THE MODERN DAYTON WRIGHT

BUILT BATTLE PLANE

OF TODAY

 

A Liberty-motored DeHaviland “four,” considered the most

successful all-purpose machine on the Western

Front, first constructed at Dayton, Ohio 1917.

 

The Dayton Wright Airplane Company

Dayton, Ohio, U.S.A.

 

From DAYTON

to the ARGONNE

 

How the Dayton Wright Airplane Company,

  Evolved from the Early Efforts of the Wright

 Brothers,  Became   in  a  Year’s  Time   the

    World’s  Foremost  Producers  of  Airplanes.

 

     The Airplane was invented in Dayton.  The Wright brothers, Orville and Wilbur, from the moment of their earliest achievements in winged flight, viewed with prophetic eye a future time when their invention might make war so destructive that it would no longer be physically possible to wage it.  But with all their vision they never imagined that the day would come when Dayton, the birthplace of the machine with which man masters the air, would be the first of American industrial centers to land combat airplanes in Europe and, moreover, that there would arise in their home city an aircraft factory that would  turn out the dread machines of aerial warfare in greater numbers than they were ever made in any place before.

     But fate has dealt a sort of poetic justice to the Wrights and Dayton, and to the surviving brother and to the city have come the honor and the distinction of leading the van in contributing to the aerial fighting power of the Republic. Where the struggling brother-inventors used to pause in their labors to accumulate $25 or $50  to go on with their humble experimentation and development there has arisen a colossal industrial organization whose labors and thought were sending two hundred mighty “DeHaviland 4’s” a week to the thundering frontier of civilization in France when victory came to the allied arms.

     The last great war of all came to its end too soon for the prophecy of the Wright brothers to be realized but to Orville Wright was given the supreme satisfaction of realizing that the little city where he and his brother had planned and toiled in obscurity, had been the first to send fighting American aircraft to the front in that climatic war, and that but for the efforts of his fellow townsmen in co-operation with himself there would instead of  2,000,  have been scarcely an American made ‘plane in France  when the armistice was signed, and not a single one at the front.

     That co-operation of Orville Wright’s fellow-townsmen took the form of the concrete business organization of the Dayton Wright Airplane Company and its predecessor, the Wright Company.  They are the historic functioning organization between the crude machine of the first flight and the superb Dayton Wright bombing planes that thronged the air at the St. Mihiel salient and hovered protectingly over the grim forest of the Argonne,  proof to friend and foe alike that the immeasurable capacity of America for quantity production had been turned to the war-chariots of the air and that mastery of the air was about to become as complete for the allies as that already attained on land and sea.  The German was beaten in the end not only ecomoniclly and physically but psychologically.  He was beaten because he came to believe that he would be beaten and no small contributing agency to the establishment of that belief was the comprehension of what American quantity production of airplanes meant.  He read his fate in the skies.  Airplanes that never reached the front were yet powerful contributors to victory.
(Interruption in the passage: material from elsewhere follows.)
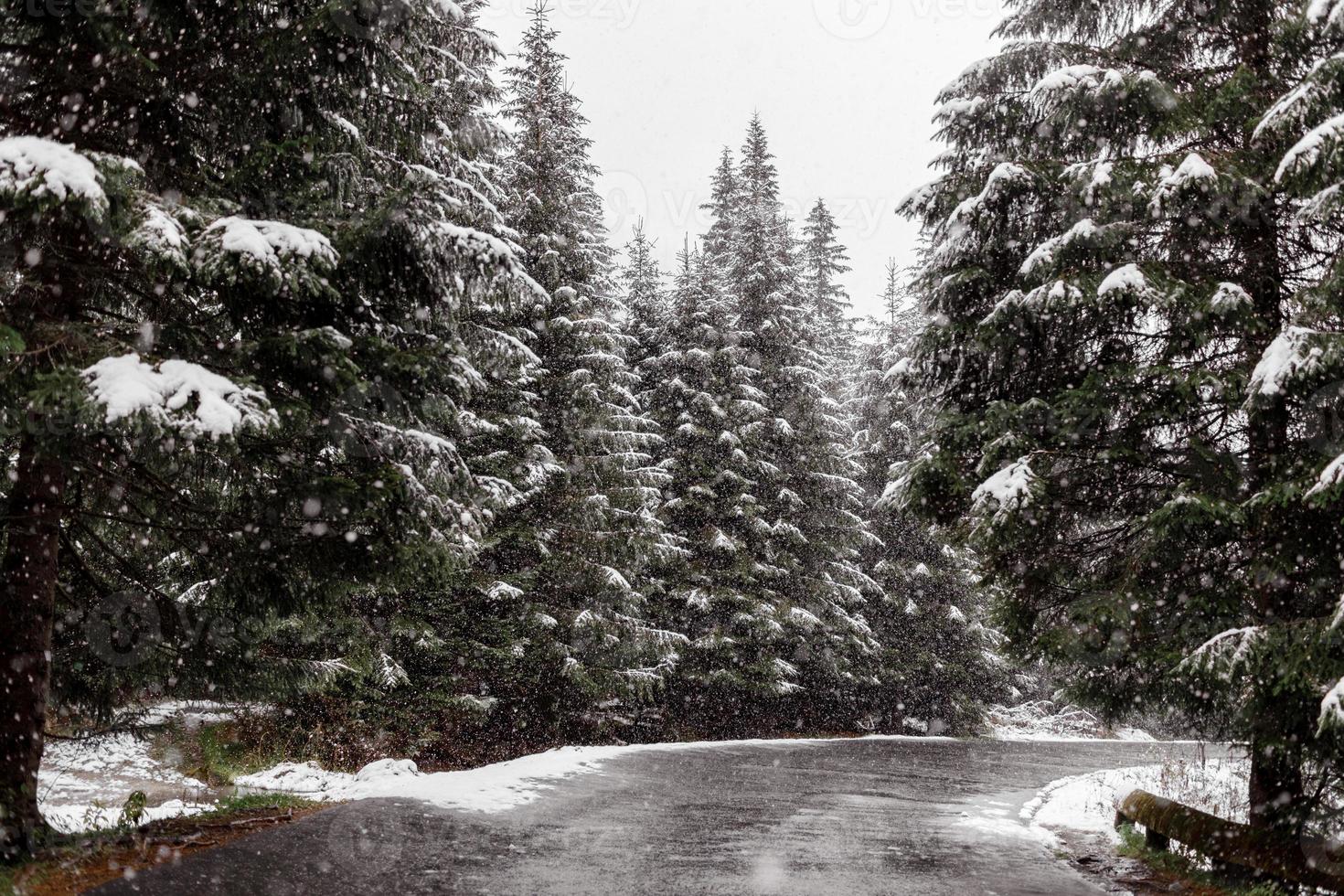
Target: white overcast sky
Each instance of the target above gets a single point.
(846, 89)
     It is a far view from the Dayton of the early years of this century and the struggling  inventors to the Dayton of 1918 and the great plants of the Dayton Wright Airplane Company but it may be quickly scanned.  Although Dayton became the flying Mecca of the world as soon as it was universally recognized that the invention of the Wrights was epoch-making, the industry of making flying machines developed but slowly.  While it was manifest that the first important utilization of the new machines would be in warfare and that the pioneering in development of the machines of flight should be under government auspices because of the very distant time of their commercial adaptation and use,  the Wright brothers received very little encouragement at first from our government.  Indeed, so general was skepticism as to the reality of their achievement that the Wrights were actively hampered in carrying out their experiments and tests.  This skepticism is reflected in the specifications for one of the early trials for the U. S. Signal Corps, which provided that “nothing in the way of balloons should be attached to the wings of the planes.”  It was, perhaps, only natural that foreign nations, necessarily more interested in military matters than the United States, should have evinced real interest in the Wrights’ invention before our government did.  And looking back now, it is a matter of satisfaction to know that the Wrights owed so much to the help of England and France, the great allies of the titanic struggle then concealed in the womb of the future.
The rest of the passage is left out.